One major reason is that the banking systems in the country are very limited. In addition, there is much risk for caring cash since the country is still politically unstable and recovering from more than two decades of chaos and civil war (Mohamed, 2013). There are huge remittances sent by the Somali Diaspora back home to their families, friends, relatives, or business associates.
There is also huge migration to the major cities because of economic crisis, famine, droughts, and job seeking. All these factors can contribute to the acceptance and usage of MMT service by the Somalis as they were behind its usage in other countries especially in Africa. There are limited empirical studies on the state of art of MMT adoption in the country.
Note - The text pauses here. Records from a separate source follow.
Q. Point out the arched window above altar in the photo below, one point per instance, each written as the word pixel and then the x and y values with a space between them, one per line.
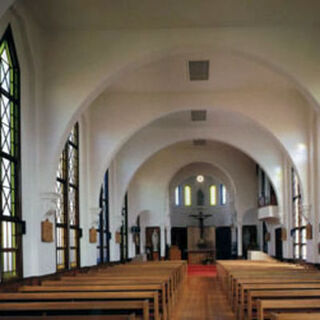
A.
pixel 213 195
pixel 177 196
pixel 187 196
pixel 223 194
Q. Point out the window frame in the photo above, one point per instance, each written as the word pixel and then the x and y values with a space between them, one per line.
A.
pixel 211 198
pixel 103 230
pixel 13 96
pixel 185 202
pixel 299 222
pixel 66 226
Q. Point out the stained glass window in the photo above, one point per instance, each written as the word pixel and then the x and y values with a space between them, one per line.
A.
pixel 103 251
pixel 213 195
pixel 187 196
pixel 299 221
pixel 223 194
pixel 124 230
pixel 67 213
pixel 10 231
pixel 177 193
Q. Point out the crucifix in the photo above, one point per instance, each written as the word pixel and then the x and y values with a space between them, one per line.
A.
pixel 201 217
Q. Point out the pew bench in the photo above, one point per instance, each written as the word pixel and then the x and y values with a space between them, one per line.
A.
pixel 36 309
pixel 253 296
pixel 84 297
pixel 247 287
pixel 296 305
pixel 103 288
pixel 78 317
pixel 295 316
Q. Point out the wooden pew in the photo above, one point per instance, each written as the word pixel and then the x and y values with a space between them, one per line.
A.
pixel 238 299
pixel 253 296
pixel 114 280
pixel 43 308
pixel 84 297
pixel 264 306
pixel 295 316
pixel 104 288
pixel 77 317
pixel 247 287
pixel 166 301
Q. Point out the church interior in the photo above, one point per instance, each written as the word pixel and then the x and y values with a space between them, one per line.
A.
pixel 160 160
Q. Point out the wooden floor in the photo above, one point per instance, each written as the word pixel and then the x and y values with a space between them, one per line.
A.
pixel 202 300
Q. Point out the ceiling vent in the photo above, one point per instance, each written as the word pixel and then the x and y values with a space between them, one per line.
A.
pixel 199 142
pixel 199 115
pixel 199 70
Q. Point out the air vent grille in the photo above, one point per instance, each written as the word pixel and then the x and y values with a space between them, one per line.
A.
pixel 199 142
pixel 199 115
pixel 199 70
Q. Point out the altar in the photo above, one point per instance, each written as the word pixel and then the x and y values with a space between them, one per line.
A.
pixel 201 245
pixel 201 256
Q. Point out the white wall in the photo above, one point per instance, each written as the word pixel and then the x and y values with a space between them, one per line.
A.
pixel 149 188
pixel 66 73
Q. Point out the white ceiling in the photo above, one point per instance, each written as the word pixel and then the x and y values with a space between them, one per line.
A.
pixel 215 118
pixel 227 72
pixel 114 14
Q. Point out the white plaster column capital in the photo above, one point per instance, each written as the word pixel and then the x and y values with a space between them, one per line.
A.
pixel 49 203
pixel 94 214
pixel 306 211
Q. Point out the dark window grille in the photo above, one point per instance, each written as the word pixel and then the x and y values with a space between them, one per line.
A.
pixel 67 215
pixel 103 248
pixel 10 189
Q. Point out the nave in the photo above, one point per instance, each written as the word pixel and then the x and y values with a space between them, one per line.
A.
pixel 202 299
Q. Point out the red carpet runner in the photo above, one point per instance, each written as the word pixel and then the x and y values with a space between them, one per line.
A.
pixel 200 270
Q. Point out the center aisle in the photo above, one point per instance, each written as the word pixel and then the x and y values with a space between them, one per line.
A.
pixel 202 299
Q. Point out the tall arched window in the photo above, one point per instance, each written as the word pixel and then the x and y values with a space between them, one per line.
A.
pixel 103 227
pixel 10 215
pixel 213 195
pixel 67 216
pixel 187 196
pixel 299 221
pixel 177 196
pixel 223 194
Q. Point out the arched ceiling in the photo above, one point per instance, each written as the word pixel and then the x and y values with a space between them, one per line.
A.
pixel 115 14
pixel 227 71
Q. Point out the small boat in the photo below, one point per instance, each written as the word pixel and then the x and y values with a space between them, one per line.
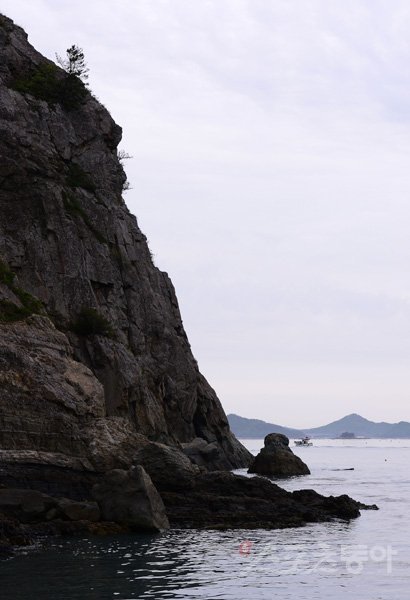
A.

Sayid, Echchabi, and Abd. Aziz (2012) examined the mobile money acceptance in Somalia by drawing on the TAM model. Sayid et.al’s (2012) study suggested that perceived usefulness and security positively affected the attitude towards mobile banking, whereas social influence and perceived usefulness significantly and positively influenced the intention to accept mobile money.
Furthermore, their study suggested that perceived ease of use had positive effect on perceived usefulness of mobile money. Sayid et.al’s (2012) sample size was very small (N=100) which is difficult to draw a statistical conclusion from it. In addition, this study looked at the MMT in a broader scope.
However, their study provided useful insights about the factors influencing the acceptance and adoption of MMT in the country.The current study will examine the trends, challenge and future of mobile money transfer and banking in puntland. The study will focus sahal service as particular as there is no such in depth analysis in this service before.
This service has 597,000 sahal service active subscribers which do mobile money services across puntland, similarly it has 86,000 active mobile payment subscribers which use sahal payment as their first choice paybills.The study will focus on these customers, the regulation and the mobile network operators to study the trends, challenges and future of this service.